In Chapter 1, we describe the development of the ES-CVTMLE methodology, focusing on the case where only external controls are available. We consider two methods of estimating the causal gap: 1) a function of the difference in conditional mean outcome under control between the RCT and combined experiments and 2) the estimated average treatment effect on a negative control outcome. We then define criteria for selecting the experiment (RCT alone or RCT combined with external data) that optimizes the estimated bias-variance tradeoff. To separate the data used for experiment selection from the data used for effect estimation, we develop an experiment-selector cross-validated targeted maximum likelihood estimator. We define the asymptotic distribution of the ES-CVTMLE under varying magnitudes of bias and construct confidence intervals by Monte Carlo simulation. We demonstrate the performance of the ES-CVTMLE compared to three other estimators for hybrid randomized-external data designs using simulations and a re-analysis of the LEADER trial of the effect of liraglutide versus placebo on cardiovascular outcomes.
In Chapter 2, we describe the development of the EScvtmle R software package to implement the method described in Chapter 1. The software package also extends this methodology to allow for integration of external data participants with both the active treatment and control arms of the trial. We include vignettes demonstrating use of the EScvtmle package with the publicly available WASH Benefits Bangladesh cluster RCT dataset.
The real data examples in Chapters 1 and 2 rely on following the Roadmap for Causal and Statistical Inference, a structured process that guides the design, analysis, and interpretation of studies anywhere on the spectrum from a traditional RCT to a fully observational study. In Chapter 3, we describe this Causal Roadmap to an audience of clinical and translational researchers. We also extend the Roadmap framework to consider how outcome-blind simulations may be used for quantitative comparison of the characteristics of different potential study designs.

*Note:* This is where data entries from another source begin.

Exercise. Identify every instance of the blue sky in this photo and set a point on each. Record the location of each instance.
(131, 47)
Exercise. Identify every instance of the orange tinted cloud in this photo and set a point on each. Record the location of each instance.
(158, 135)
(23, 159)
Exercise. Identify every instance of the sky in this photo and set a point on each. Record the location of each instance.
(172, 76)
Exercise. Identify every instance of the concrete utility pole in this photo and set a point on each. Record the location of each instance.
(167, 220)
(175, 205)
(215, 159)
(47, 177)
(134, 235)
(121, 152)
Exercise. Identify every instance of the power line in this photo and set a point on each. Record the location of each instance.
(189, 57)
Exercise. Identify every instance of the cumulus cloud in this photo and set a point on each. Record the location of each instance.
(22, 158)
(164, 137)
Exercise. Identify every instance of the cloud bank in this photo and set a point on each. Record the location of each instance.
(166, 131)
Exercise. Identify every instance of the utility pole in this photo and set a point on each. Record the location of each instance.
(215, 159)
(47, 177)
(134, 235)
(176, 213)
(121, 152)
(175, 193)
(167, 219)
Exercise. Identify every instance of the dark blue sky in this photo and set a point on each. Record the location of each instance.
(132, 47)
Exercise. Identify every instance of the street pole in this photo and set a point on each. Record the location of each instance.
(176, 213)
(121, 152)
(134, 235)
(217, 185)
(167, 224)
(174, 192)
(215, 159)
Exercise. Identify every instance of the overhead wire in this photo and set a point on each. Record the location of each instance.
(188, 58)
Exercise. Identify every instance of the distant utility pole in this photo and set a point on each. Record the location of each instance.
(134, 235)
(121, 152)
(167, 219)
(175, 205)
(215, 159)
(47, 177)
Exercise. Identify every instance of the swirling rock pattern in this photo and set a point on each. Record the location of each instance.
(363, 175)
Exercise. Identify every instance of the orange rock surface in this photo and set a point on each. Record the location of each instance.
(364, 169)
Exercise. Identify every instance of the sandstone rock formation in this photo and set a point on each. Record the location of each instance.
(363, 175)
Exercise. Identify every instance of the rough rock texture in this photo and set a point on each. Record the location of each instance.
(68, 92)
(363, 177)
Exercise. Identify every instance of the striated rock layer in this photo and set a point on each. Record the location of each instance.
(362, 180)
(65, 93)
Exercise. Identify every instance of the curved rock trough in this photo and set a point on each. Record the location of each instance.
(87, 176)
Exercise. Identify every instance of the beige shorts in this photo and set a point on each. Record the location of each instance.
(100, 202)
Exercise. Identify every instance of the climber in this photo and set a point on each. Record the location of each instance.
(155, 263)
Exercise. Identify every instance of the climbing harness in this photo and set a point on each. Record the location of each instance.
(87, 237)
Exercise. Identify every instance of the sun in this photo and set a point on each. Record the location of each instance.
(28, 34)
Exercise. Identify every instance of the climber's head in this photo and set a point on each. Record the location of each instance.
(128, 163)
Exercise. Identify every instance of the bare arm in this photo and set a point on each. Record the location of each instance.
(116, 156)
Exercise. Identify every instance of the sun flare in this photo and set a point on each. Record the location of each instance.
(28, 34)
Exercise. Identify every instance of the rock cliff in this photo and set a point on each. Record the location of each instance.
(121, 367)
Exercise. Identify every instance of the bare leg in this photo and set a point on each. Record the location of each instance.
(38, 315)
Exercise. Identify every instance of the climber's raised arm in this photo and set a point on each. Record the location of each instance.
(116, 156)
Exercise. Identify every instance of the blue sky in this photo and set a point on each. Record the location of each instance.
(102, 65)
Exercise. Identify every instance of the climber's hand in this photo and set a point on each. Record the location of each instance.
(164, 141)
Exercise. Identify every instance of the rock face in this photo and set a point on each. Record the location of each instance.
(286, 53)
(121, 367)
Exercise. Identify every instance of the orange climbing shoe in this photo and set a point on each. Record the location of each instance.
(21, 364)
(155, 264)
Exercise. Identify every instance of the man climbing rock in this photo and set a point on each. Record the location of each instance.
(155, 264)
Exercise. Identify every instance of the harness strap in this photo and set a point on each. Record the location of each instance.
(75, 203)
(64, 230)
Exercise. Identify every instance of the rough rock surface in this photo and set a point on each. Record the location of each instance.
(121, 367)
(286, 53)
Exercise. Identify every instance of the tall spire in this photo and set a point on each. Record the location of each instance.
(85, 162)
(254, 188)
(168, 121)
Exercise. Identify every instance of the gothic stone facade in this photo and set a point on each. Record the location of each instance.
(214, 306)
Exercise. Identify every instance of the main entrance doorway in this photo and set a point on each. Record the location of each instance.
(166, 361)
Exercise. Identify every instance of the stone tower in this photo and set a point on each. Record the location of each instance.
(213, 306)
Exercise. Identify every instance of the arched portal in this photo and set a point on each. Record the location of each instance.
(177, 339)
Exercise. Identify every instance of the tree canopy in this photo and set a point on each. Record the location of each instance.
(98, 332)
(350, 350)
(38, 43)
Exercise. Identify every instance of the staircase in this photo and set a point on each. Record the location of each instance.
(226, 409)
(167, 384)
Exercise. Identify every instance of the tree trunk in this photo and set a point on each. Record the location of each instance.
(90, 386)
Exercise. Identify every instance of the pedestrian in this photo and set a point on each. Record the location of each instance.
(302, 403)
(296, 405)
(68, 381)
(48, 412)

Chapter 4 represents the culmination of the previous work; we use a case study of semaglutide and cardiovascular outcomes to demonstrate application of this extended version of the Causal Roadmap to compare study designs involving traditional RCTs with a hybrid randomized-external data design. We demonstrate how following the Causal Roadmap can help to define an external control arm in a way that improves the plausibility of causal identification assumptions. We then use simulations to demonstrate the tradeoffs between each of these potential designs. Finally, we present a real data analysis using the ES-CVTMLE to estimate the effect of oral semaglutide versus standard-of-care on major adverse cardiovascular events based on the PIONEER 6 RCT and considering augmentation with RWD from Optum’s de-identified Clinformatics Data Mart Database (CDM) (2007-2022).